What the Atkins diet comes down to is basically
Alternative approaches to the Atkins diet
Michael Pollan, author of "In Defense of Food" and "The Omnivore's Dilemma", puts its concisely --- "Eat food. Not too much. Mostly plants."
(What he means by "Eat food" is "Eat non-manufactured food" --- food like his grandfather and grandmother ate.)
And Dr. Gott, another diet-promoting doctor, puts it even more succinctly --- "No sugar. No flour." Follow that mantra, and you do not have to count calories or grams of sugars-plus-starches.
Atkins on fats
NOTE that "Atkins" is a "good fats" diet --- as in LOW in "trans-fats" (i.e. low in artificially created fats, such as hydrogenated oils). And his diet is HIGH-ON (but not HIGH-IN) HEALTHY FATS, like olive oil and fish-oil and nuts (all of which are high in omega-3 fatty acids).
One example of this "healthy fats approach" is that it is better to eat butter (a natural fat, that is compatible with the fats that occur in all the cell membranes of our body) than to eat margerine or Crisco (which are heavy, unnatural fats created by hydrogenating vegetable oils).

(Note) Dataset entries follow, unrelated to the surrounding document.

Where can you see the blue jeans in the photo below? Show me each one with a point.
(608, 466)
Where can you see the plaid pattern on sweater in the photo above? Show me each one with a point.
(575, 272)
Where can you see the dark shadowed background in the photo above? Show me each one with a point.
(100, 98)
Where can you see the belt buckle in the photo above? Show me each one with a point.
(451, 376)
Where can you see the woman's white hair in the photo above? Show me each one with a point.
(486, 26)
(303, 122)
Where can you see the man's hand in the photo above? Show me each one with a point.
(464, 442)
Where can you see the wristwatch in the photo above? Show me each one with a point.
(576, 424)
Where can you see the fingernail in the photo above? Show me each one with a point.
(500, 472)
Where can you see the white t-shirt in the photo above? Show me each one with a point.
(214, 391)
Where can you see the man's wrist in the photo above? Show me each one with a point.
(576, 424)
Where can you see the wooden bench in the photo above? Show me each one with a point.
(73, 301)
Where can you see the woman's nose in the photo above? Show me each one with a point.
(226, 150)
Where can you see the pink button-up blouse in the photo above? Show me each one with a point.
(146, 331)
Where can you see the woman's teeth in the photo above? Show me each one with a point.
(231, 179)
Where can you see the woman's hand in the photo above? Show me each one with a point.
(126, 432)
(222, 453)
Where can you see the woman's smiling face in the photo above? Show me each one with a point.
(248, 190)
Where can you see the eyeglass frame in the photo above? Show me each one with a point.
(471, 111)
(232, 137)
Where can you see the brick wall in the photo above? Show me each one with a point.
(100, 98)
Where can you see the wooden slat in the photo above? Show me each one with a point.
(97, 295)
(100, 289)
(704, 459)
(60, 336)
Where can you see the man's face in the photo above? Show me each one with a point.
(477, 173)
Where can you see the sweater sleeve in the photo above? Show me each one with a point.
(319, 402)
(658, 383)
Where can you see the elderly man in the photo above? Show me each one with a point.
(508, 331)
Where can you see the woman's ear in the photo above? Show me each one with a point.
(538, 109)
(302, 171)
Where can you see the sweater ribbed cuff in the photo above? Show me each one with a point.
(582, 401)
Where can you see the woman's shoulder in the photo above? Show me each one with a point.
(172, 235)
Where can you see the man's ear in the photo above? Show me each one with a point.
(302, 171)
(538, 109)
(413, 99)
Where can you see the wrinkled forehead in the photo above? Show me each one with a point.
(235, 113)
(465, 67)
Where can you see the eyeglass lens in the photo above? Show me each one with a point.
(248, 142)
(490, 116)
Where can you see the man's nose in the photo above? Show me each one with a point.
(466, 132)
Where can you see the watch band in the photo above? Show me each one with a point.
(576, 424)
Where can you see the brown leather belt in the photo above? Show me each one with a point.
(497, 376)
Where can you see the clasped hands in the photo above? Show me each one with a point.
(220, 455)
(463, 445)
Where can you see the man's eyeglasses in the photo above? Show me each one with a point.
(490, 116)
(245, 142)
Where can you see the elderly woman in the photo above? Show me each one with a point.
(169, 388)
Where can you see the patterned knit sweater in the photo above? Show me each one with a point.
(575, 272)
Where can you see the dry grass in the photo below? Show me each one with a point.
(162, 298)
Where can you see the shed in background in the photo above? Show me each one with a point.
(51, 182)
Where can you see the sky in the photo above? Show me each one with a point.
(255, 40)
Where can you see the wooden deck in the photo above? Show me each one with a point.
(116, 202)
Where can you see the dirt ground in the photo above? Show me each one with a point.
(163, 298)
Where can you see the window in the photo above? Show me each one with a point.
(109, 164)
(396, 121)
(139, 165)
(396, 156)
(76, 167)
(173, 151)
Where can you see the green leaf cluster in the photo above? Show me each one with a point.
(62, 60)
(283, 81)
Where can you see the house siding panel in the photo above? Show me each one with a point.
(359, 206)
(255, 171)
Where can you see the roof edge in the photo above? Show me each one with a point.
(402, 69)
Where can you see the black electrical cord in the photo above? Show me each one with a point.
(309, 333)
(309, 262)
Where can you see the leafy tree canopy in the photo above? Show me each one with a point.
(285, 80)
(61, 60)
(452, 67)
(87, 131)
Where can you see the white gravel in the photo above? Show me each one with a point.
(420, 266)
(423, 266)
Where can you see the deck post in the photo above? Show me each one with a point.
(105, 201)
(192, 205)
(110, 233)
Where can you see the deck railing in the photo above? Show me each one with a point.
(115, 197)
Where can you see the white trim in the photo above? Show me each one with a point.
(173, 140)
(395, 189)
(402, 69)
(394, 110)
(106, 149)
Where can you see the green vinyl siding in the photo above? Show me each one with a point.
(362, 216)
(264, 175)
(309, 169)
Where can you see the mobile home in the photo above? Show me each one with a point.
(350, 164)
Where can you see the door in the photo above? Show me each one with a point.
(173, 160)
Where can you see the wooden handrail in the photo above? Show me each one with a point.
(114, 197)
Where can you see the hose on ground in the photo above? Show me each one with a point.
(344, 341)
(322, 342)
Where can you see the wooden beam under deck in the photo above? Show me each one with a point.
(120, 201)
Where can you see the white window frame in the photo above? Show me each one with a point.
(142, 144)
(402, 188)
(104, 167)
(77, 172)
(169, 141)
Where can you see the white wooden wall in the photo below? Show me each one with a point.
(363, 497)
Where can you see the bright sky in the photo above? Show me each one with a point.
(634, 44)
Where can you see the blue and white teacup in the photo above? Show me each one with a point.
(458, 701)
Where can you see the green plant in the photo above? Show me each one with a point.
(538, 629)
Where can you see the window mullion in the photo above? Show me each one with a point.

When Atkins gives an example of a healthy breakfast --- high in proteins and good fats rather than carbohydrates --- he generally mentions eggs with (lean) ham or Canadian bacon, not eggs with bacon. His detractors repeatedly say his diet is heavy with bacon (of the fat-rippled kind). They obviously have not read his books and are simply quoting each other or quoting doctors who have not read the research (AMA publications) on which his lifestyle-diet is based.
Rest in peace, Dr. Atkins! If they had only listened to you, the U.S. would not be faced with this epidemic of obesity and Type 2 diabetes that is going to grind the U.S. medical system into the ground in coming years.
A veritable cornucopia of low-carb diets
By the way, there is a very good book that gives an overview and evaluation of 14 different low-carb diets (i.e. *lifetime* eating plans) --- including Atkins, South Beach, the Zone, the Paleo diet, Somersizing, and nine others. The book is "Living the Low Carb Life" by Jonny Bowden, a certified nutrition specialist and former personal trainer.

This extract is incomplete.